The more he told me, the more compelled I felt to rearrange the flowers in ways that seemed more fitting. I couldn’t have explained it if he’d asked, but sometimes I just saw things in my mind in a certain way—certain people became certain patterns as I got to know them. Sylas was woven circles of silver grass with blue-flower centers. Elora was wavy lines of white clover with smatterings of bold purple blossoms.
It took some time, but I was eventually satisfied with the way the flowers represented these lost souls, and I finally managed to stop my obsessive rearranging.
“I haven’t talked about this much,” Dravyn said as I stood and dusted myself off. “Mai and Valas know, of course, but only the basic details. I’ve never spoken with anyone who…”
“Knows what it’s like?”
He went very still, as if I’d just blinded him with a sudden flare of light.
“When I found the blood in my sister’s bed,” I said, voice wavering, “I wanted to burn the world down, too.” I lifted my eyes to his. “Did it bring you any peace, destroying so much? Even for a moment?”
His reply was soft but without hesitation. “No.”
I wasn’t surprised. In the years since Savna’s death, I’d more or less come to the conclusion that anger was a strange well to draw from; the more you drank of it, the thirstier you became.
I crushed a few spare flower petals in my hand, absently tearing them to pieces. “Do you think it’s possible that our kind could ever reach a peace of some sort?”
He watched the crushed petals flutter from my palm, waiting until the last one hit the ground before he said, “I don’t know.”
I nodded. I’m not sure what I’d expected him to say. I hated speaking in hypotheticals, anyway. I preferred to stick to the facts, the absolutes—the things I could map, as I’d told him.
He seemed to be trying to map me out as well, frowning as he looked me over. “I haven’t been entirely forthcoming with you about some other things, either. There’s more you deserve to know.”
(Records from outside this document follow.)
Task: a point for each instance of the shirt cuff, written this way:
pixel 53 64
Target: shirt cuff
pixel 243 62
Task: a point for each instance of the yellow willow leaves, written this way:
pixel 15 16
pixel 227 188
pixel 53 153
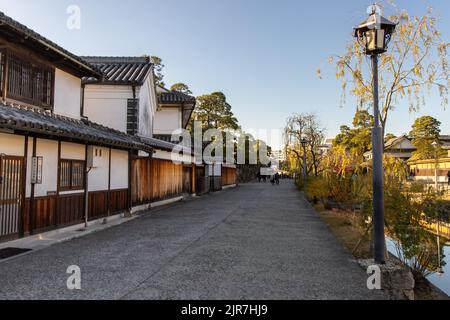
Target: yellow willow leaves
pixel 418 70
pixel 319 73
pixel 401 89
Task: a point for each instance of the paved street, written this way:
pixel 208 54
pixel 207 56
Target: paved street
pixel 253 242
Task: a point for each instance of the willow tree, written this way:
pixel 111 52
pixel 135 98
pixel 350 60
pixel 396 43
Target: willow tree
pixel 415 64
pixel 305 126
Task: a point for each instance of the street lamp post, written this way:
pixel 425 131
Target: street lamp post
pixel 374 35
pixel 436 164
pixel 305 167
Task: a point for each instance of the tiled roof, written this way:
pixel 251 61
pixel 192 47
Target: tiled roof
pixel 175 97
pixel 122 70
pixel 43 122
pixel 28 34
pixel 164 145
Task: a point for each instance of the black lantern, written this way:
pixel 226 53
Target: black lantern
pixel 304 142
pixel 375 33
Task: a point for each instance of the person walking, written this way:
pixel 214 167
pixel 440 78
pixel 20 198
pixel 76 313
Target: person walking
pixel 277 178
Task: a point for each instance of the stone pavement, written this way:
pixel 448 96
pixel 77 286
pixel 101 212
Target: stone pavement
pixel 253 242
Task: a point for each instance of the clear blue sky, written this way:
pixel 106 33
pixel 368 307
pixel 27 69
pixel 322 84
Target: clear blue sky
pixel 262 54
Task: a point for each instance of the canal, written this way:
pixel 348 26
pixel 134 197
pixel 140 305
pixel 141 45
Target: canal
pixel 440 280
“Other things?” I tried to put on a brave face, to find some scrap of a joke as I had earlier. “I might need a glass of wine if it’s going to get worse than what you’ve already told me.”
He returned my grim smile before nodding toward Farak. “Come on,” he said. “We’ll talk more back at the palace.”
Chapter36
The rideback to the palace was silent and contemplative.
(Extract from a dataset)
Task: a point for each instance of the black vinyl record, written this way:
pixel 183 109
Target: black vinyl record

As our destination came into view, another flash of power briefly dulled the forgelight’s glow, sending chills crawling over my body. Farak started to rear up, but Dravyn quickly settled him, turning the beast in several circles until he stopped his uneasy tossing and trembling.
His gaze narrowed on the tallest of his palace’s towers—where the familiar, circular meeting room awaited us—and his body rose and fell with a heavy sigh against me. “I was afraid they were heading here.”
He kicked Farak back into a gallop before I could askwho?
We rode first to the small building that housed the tack we’d used. Zell was prancing around in the grass outside of it and gave a happy whinny at the sight of us, bounding over, sticking his long nose into the saddlebags, sniffing and snorting in search of something.
“He often hangs around here, hoping for treats,” Dravyn said. He shooed him away, but then pulled a small container from one of the bags, took out a dried strip of some sort of pale red fruit, and tossed it to the expectant creature—who caught it in mid air with a terrifying snap of his sharp teeth.
“Dried savos fruit,” Dravyn said, distractedly. “He’s crazy for them.”
I took the container and cautiously offered Zell more of the strips; I wasn’t above bribing the beast into liking me better.